Abu Maomé Ali nasceu em 877/878, filho de Amade ibne Tala, o futuro califa Almutadide (r. 892–902), com a escrava turca chamada Chicheque ("flor"; Jijaque em árabe). À época de seu nascimento, o Califado Abássida ainda estava se recuperando da guerra civil decenal conhecida como "Anarquia em Samarra", que iniciou com o assassínio de Almotauaquil (r. 847–861) por soldados insatisfeitos e acabou com a ascensão de Almutâmide (r. 870–892), mas o poder ficou com seu irmão, Almuafaque, o avô paterno de Ali. Almuafaque desfrutava da lealdade dos militares e em 877 havia se estabelecido como o governante de fato do Estado.
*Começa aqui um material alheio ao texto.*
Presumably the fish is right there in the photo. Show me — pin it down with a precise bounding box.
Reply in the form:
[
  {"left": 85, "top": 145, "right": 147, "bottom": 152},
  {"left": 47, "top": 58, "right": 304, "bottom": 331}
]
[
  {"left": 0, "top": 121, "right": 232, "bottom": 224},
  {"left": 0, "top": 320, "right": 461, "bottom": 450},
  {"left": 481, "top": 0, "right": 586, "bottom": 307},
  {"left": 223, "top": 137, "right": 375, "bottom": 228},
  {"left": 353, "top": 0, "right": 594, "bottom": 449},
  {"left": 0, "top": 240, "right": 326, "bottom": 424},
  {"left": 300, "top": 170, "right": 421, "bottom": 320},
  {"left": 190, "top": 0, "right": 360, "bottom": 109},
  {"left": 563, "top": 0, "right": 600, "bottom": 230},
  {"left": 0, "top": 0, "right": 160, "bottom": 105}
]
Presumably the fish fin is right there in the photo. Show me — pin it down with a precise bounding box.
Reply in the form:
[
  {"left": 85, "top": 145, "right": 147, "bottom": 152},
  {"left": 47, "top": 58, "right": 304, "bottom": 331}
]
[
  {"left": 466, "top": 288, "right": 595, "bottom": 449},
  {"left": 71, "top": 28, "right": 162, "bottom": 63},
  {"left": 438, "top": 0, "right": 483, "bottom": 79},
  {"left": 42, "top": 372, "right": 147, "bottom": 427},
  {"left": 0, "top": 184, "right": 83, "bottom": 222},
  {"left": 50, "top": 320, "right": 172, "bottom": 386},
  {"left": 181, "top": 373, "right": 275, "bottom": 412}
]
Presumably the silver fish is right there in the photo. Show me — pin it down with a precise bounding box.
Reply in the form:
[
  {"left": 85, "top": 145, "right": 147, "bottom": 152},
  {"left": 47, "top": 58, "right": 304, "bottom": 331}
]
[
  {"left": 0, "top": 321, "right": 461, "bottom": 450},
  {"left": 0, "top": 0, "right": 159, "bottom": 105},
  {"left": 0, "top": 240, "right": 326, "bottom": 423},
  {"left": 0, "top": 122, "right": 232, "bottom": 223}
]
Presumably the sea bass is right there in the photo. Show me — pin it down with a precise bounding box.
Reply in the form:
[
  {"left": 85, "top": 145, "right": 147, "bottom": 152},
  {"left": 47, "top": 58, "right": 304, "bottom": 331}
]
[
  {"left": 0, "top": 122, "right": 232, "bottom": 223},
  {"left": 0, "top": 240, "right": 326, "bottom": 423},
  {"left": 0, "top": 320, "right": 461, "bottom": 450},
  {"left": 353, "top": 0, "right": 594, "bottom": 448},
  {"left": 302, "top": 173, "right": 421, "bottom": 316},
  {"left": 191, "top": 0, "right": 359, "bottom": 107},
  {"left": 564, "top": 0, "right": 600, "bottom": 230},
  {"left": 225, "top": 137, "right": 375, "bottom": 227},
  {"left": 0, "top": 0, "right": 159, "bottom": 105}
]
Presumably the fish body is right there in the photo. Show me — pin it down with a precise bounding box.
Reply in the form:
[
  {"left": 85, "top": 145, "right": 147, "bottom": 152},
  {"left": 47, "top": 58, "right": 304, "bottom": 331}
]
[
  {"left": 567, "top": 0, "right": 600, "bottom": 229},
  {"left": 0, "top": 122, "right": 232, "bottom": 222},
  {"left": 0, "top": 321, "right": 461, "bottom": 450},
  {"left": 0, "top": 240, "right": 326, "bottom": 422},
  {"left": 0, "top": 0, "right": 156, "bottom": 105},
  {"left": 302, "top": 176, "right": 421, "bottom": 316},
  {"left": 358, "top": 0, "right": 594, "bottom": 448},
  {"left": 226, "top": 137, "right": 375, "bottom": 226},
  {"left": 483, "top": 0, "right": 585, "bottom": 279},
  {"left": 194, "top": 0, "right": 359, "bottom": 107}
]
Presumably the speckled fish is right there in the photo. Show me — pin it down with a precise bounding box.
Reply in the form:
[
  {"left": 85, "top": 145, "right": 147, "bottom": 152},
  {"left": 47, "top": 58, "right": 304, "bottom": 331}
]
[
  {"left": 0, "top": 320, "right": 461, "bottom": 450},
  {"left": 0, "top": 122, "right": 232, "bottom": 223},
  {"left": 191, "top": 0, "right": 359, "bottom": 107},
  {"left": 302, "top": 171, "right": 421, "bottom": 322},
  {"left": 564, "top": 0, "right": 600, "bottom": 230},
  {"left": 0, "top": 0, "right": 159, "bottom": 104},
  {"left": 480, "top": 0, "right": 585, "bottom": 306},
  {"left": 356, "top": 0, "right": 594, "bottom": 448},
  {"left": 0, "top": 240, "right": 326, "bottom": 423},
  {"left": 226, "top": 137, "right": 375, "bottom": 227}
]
A autoridade califal nas províncias entrou em colapso durante a "Anarquia em Samarra", com o resultado de que, na década de 870, o governo central havia perdido o controle efetivo sobre a maioria dos o califado fora da região metropolitana do Iraque. No oeste, o Egito caiu sob o controle de Amade ibne Tulune, que também disputou o controle da Síria com Almuafaque, enquanto o Coração e a maior parte do leste islâmico foram dominados pelo Império Safárida, que substituiu o Estado cliente leal, o Império Taírida. A maior parte da Arábia também foi perdida aos potentados locais, enquanto o Tabaristão para uma dinastia radical xiita zaidita. No Iraque, a rebelião dos escravos zanjes ameaçou Bagdá e obrigou Almuafaque e Almutadide a dedicarem anos de árdua campanha antes de finalmente os subjugarem em 893.

Califado

Almutadide teve o cuidado de preparar Ali, seu filho mais velho e herdeiro aparente, à sucessão, nomeando-o como governador de províncias: primeiro em Rei, Caspim, Como e Hamadã, quando foram confiscadas do semiautônomo Reino Duláfida em c. 894/5, e em 899 sobre áreas da Mesopotâmia Superior e da fronteira, quando Almutadide depôs o último governador autônomo local, Maomé ibne Amade Axaibani. O futuro Almoctafi passou a residir em Raca. Quando Almutadide morreu em 5 de abril de 892, Almoctafi o sucedeu sem oposição. O vizir de seu pai, Alcácime ibne Ubaide Alá, ordenou o juramento de lealdade em seu nome e se precaveu ao prender todos os príncipes abássidas até que ele chegasse de Raca em Bagdá (20 de abril).

Morte e legado

Almoctafi foi um governante de sucesso, "homem sensível, gourmet e apreciador dos versos de poetas como ibne Arrumi". Como escreve o historiador Harold Bowen, "o califado parecia em seus dias quase ter recuperado a antiga glória", superando o desafio cármata e recuperado o Egito e a Síria. Suas políticas fiscais, baseadas nas de seu pai, também garantiram prosperidade e um tesouro completo, apesar da drenagem e devastação da guerra contínua. Ele, no entanto, tinha saúde frágil desde a infância; estava gravemente doente há algum tempo antes de sua morte e pode ter ficado doente por grande parte de seu reinado. Como resultado, a questão da sucessão foi deixada sem solução. O vizir Alabás ibne Haçane de Jarjaraia falou aos principais funcionários da burocracia sobre o assunto - um ato sem precedentes que demonstrava o monopólio do poder agora exercido pelos burocratas civis. Maomé ibne Daúde Aljarrá favoreceu o experiente e capaz príncipe abássida Abedalá ibne Almutaz, mas o vizir acabou seguindo o conselho de Ali ibne Alfurate, que sugeriu Jafar, o irmão de 13 anos de Almoctafi, com o argumento de que seria fraco, flexível e fácil de ser manipulado pelos altos funcionários. A escolha de Jafar, que se tornou o califa Almoctadir (r. 908–932), foi, nas palavras do historiador Hugh N. Kennedy, "um desenvolvimento sinistro" e inaugurou um "dos reinados mais desastrosos de todo a história abássida [...] um quarto de século em que todo o trabalho dos antecessores de [Almoctadir] seria desfeito".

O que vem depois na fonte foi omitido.